Maloclusiones asociadas

Los dientes salidos suelen estar relacionados con maloclusiones como la Clase II, la sobremordida o la protrusión dental. En el blog de Orthofacial puedes ampliar información sobre este tipo de alteraciones.

Consecuencias de no tratar los dientes salidos

Más allá del impacto estético, los dientes salidos pueden provocar problemas funcionales importantes:

  • Dificultad para cerrar los labios correctamente

  • Mayor riesgo de traumatismos dentales

  • Desgaste dental irregular

  • Problemas en la articulación temporomandibular

  • Alteraciones en la masticación

  • Afectación del perfil facial

En algunos casos, la exposición excesiva de los dientes puede incluso aumentar el riesgo de enfermedad periodontal.

Casos clínicos ORTHOFACIAL

¿Cómo saber si los dientes salidos requieren cirugía ortognática?

El paso clave es un diagnóstico preciso. No todos los casos de dientes salidos necesitan cirugía, pero cuando el origen es esquelético, la ortodoncia por sí sola no corrige el problema de base.

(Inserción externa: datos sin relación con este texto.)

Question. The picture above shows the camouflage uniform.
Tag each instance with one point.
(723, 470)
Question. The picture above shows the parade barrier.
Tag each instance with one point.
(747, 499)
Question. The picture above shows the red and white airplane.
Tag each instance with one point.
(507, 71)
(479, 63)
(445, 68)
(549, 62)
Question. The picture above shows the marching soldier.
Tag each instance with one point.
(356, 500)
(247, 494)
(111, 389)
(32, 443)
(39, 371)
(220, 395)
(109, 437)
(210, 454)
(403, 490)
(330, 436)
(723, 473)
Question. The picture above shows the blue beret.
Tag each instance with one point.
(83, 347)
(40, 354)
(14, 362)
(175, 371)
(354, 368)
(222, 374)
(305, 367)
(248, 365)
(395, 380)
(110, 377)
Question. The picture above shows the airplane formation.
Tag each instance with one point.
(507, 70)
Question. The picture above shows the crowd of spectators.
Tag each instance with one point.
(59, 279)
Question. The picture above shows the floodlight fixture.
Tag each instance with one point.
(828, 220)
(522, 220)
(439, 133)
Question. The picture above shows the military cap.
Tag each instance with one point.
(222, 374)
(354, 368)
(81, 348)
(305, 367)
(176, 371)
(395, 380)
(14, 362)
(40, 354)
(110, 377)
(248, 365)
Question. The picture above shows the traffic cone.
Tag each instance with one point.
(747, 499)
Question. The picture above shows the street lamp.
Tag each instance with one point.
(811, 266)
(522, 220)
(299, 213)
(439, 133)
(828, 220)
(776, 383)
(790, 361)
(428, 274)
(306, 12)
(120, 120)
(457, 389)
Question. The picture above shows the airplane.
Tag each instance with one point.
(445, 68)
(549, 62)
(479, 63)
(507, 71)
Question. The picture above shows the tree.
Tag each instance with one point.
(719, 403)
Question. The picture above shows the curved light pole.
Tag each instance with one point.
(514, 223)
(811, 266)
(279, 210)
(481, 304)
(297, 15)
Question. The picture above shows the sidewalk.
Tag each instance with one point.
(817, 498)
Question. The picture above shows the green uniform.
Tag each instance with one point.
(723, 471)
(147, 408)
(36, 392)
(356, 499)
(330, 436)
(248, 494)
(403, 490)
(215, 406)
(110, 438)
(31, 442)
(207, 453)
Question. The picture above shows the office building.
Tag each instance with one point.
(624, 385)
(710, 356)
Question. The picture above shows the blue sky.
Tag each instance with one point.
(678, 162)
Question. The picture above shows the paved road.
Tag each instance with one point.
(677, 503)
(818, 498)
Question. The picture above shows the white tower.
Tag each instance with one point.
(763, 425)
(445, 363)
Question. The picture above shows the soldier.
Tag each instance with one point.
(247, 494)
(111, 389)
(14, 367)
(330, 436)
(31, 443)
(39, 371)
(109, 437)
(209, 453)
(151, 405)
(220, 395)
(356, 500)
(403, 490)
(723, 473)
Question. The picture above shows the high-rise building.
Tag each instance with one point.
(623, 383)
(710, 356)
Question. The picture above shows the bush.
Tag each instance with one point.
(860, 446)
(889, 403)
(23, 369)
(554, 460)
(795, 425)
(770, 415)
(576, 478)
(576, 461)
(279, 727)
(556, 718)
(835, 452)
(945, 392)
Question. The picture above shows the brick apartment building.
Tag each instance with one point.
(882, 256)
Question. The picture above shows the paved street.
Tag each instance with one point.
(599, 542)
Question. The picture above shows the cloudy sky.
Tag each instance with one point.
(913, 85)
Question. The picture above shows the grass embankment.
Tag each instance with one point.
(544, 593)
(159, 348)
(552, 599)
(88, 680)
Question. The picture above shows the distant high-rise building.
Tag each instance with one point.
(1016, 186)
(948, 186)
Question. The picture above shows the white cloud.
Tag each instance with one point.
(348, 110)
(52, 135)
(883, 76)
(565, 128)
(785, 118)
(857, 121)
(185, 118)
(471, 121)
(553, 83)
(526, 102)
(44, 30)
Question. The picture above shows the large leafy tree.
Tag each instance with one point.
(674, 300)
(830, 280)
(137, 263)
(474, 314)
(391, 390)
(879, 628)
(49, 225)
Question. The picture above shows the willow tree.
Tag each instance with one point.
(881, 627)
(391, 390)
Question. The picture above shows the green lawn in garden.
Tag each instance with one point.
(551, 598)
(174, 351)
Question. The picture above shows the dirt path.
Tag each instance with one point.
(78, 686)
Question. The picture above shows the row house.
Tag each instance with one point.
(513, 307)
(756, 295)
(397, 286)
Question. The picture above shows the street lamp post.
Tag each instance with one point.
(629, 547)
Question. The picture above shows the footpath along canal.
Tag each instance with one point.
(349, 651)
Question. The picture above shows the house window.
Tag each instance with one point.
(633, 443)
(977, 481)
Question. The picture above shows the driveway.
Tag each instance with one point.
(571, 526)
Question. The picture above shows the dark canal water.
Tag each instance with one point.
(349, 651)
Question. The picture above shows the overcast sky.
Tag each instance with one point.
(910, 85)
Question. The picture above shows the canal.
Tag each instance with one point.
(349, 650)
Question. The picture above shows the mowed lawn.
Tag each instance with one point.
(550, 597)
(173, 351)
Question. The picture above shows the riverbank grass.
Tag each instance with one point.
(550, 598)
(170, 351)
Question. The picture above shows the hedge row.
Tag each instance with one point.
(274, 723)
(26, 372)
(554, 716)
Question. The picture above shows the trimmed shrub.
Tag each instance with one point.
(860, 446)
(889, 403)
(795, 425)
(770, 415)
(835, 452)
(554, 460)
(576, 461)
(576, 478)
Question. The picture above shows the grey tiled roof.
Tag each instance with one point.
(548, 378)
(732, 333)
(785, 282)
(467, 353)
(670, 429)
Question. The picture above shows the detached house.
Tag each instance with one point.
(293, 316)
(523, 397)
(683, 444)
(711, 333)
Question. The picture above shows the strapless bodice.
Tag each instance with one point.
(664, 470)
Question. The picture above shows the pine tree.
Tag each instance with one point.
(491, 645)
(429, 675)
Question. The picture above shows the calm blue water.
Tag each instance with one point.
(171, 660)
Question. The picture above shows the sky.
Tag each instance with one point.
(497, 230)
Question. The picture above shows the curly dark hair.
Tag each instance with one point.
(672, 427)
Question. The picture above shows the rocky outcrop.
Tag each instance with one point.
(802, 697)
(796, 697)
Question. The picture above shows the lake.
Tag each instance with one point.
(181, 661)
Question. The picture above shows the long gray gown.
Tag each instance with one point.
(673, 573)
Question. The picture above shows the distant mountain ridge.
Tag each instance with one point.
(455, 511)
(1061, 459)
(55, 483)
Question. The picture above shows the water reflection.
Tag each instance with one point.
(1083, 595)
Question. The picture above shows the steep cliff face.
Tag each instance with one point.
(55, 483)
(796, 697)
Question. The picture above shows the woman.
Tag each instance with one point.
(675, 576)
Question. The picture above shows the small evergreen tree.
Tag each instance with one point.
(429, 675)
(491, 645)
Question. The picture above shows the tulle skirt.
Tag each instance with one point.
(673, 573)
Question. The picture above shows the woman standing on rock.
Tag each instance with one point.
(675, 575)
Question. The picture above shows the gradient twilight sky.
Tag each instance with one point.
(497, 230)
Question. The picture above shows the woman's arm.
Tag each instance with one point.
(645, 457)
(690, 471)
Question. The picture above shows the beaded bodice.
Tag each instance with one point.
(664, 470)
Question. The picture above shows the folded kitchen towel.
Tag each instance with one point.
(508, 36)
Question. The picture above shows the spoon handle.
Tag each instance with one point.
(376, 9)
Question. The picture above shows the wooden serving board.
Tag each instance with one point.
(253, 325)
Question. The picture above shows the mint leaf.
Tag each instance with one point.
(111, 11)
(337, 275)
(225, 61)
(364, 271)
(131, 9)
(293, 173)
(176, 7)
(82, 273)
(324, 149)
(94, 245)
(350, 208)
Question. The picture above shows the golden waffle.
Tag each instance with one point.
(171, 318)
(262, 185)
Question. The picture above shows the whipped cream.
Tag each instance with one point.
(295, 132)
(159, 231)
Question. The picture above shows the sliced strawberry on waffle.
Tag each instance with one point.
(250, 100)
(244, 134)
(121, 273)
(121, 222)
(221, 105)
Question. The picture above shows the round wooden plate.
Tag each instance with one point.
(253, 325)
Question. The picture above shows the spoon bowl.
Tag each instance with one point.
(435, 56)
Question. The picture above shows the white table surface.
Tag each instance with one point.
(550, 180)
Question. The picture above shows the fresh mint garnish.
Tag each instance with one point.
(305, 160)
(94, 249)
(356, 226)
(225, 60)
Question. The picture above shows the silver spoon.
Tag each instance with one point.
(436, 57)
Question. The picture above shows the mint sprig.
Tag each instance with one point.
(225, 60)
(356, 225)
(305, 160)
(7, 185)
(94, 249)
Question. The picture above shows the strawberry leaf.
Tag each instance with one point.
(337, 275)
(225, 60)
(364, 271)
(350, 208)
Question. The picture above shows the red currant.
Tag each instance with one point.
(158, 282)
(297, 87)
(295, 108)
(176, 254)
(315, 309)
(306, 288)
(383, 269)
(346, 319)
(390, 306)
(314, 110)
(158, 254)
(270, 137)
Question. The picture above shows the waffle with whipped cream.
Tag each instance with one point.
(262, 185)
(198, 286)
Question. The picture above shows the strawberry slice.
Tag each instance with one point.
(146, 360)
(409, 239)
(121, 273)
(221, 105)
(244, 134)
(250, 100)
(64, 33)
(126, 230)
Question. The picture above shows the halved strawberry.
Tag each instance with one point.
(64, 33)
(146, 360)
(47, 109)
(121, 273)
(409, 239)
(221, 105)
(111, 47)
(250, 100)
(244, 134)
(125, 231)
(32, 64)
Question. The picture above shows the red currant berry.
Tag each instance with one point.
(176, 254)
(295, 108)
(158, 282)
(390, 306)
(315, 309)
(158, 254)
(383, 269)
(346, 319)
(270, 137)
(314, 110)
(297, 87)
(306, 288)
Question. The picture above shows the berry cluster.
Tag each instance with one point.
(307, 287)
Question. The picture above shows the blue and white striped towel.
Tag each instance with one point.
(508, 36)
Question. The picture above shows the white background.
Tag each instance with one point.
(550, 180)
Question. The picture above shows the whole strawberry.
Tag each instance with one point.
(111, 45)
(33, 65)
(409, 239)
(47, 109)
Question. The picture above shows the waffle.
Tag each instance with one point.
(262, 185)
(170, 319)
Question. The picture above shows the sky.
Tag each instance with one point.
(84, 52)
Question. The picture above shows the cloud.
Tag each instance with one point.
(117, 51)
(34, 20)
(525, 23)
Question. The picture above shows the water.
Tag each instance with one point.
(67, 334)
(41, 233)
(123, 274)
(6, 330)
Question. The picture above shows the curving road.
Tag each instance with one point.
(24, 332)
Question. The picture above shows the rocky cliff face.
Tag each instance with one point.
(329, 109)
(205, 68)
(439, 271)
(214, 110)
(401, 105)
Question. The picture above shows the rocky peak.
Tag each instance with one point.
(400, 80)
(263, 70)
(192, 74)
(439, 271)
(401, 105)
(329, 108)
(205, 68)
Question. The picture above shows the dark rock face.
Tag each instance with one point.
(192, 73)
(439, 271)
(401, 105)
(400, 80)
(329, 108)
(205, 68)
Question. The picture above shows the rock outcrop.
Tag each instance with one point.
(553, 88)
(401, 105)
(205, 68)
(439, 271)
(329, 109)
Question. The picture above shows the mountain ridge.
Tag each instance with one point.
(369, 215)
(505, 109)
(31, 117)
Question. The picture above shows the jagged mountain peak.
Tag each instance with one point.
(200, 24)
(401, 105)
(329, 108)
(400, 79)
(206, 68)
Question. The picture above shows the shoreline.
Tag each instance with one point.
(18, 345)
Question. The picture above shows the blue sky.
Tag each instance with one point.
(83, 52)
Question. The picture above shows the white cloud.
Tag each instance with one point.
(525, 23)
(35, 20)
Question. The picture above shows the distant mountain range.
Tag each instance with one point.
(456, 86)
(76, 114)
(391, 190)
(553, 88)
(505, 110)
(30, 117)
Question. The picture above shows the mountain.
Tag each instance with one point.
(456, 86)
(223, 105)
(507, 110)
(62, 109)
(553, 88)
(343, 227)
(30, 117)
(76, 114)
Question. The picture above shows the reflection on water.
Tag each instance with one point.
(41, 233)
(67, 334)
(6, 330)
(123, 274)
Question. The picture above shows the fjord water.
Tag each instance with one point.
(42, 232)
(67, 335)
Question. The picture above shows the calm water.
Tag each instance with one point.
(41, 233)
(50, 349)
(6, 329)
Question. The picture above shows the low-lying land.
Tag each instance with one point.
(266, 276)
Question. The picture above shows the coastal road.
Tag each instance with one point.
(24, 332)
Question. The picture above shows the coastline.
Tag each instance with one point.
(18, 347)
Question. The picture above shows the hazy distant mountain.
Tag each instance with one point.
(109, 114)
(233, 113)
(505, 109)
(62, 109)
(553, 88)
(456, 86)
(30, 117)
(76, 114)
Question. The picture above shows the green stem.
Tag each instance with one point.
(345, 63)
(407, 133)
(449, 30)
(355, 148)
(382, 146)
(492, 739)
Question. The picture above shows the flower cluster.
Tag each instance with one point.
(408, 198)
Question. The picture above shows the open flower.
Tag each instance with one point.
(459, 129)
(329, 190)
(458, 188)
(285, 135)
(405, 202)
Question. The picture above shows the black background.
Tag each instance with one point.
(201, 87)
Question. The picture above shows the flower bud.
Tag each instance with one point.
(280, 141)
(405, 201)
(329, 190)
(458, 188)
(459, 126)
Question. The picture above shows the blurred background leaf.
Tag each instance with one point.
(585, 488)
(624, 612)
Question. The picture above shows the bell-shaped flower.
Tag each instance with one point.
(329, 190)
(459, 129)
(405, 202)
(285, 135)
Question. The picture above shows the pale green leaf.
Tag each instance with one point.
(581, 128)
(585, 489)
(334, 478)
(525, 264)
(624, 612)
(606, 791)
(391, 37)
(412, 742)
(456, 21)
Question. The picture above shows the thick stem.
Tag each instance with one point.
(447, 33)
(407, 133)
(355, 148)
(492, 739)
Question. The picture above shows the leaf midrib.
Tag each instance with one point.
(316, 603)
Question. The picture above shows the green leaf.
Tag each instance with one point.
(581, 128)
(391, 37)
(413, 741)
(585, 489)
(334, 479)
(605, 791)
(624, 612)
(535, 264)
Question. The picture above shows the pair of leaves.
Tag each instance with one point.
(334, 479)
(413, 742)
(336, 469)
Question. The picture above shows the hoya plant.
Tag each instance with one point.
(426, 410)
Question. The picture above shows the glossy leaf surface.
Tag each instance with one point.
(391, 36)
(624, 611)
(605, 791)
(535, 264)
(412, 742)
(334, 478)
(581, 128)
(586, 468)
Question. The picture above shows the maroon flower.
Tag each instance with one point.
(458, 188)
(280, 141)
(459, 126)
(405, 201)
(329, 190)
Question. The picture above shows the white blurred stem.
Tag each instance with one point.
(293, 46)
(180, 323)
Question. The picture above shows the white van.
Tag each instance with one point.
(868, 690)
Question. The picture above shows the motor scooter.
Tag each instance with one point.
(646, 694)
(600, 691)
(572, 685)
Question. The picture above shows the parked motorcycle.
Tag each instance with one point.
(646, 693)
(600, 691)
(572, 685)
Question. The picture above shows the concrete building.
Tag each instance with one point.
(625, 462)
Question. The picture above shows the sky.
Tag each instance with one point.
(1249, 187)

En una evaluación especializada se analizan:

  • La posición de los dientes

  • La relación entre maxilar y mandíbula

  • El perfil facial

  • La mordida y la función masticatoria

  • Estudios radiográficos y cefalométricos

Este análisis permite determinar si los dientes salidos son:

  • De origen exclusivamente dental

  • De origen esquelético

  • Una combinación de ambos

Cuando la ortodoncia sola no es suficiente

En casos de dientes salidos con origen dental, la ortodoncia puede reposicionar los dientes de forma eficaz. Sin embargo, cuando existe una discrepancia ósea importante, la ortodoncia sin cirugía puede generar compensaciones dentales que:

  • No mejoran el perfil facial

  • No son estables a largo plazo

  • Pueden sobrecargar dientes y encías

Por este motivo, en determinados pacientes adultos, el tratamiento combinado con cirugía ortognática es la opción más segura y predecible.

Tratamiento combinado: ortodoncia y cirugía ortognática

La ortodoncia quirúrgica es un tratamiento planificado en varias fases que busca corregir tanto la posición dental como la estructura ósea.

Ortodoncia prequirúrgica

En esta fase se alinean los dientes correctamente dentro de cada maxilar, eliminando compensaciones previas. Aunque visualmente puede parecer que los dientes están más salidos, esta preparación es fundamental para un resultado final estable.

Planificación digital

Gracias a la planificación 3D, se simulan los movimientos de los maxilares para corregir la causa estructural de los dientes salidos y mejorar la armonía facial.

Cirugía ortognática

El cirujano maxilofacial reposiciona el maxilar superior, la mandíbula o ambos, según el diagnóstico. Esto permite corregir la relación ósea y lograr una mordida funcional.

Ortodoncia postquirúrgica

Se realizan los ajustes finales para perfeccionar la oclusión y consolidar los resultados. Aquí puedes ampliar información sobre este tipo de tratamientos.

Cambios en el antes y después de los dientes salidos

Los resultados de un tratamiento combinado suelen ser muy significativos:

  • Sonrisa más equilibrada y natural

  • Mejora del perfil facial

  • Labios con una posición más armónica

  • Mejor función masticatoria

  • Mayor estabilidad del tratamiento

  • Aumento de la confianza del paciente

En muchos casos, los pacientes perciben una mejora global en su imagen y bienestar.

La importancia de un enfoque multidisciplinar

El tratamiento de los dientes salidos de origen esquelético requiere la colaboración estrecha entre ortodoncistas y cirujanos maxilofaciales. Este enfoque multidisciplinar es clave para obtener resultados funcionales, estéticos y duraderos.

En Orthofacial, este trabajo conjunto permite diseñar tratamientos personalizados basados en un diagnóstico exhaustivo y tecnología avanzada.

Conclusión

Los dientes salidos no siempre son solo un problema dental. En muchos casos, son la manifestación de una alteración en la relación entre los maxilares que requiere algo más que ortodoncia convencional. Cuando existe un componente esquelético, el tratamiento combinado de ortodoncia y cirugía ortognática es la solución más eficaz para corregir el problema de forma definitiva.

Si notas que tus dientes sobresalen, tienes dificultad para cerrar los labios o no estás conforme con tu perfil facial, una valoración especializada es el primer paso para encontrar el tratamiento más adecuado para tu caso.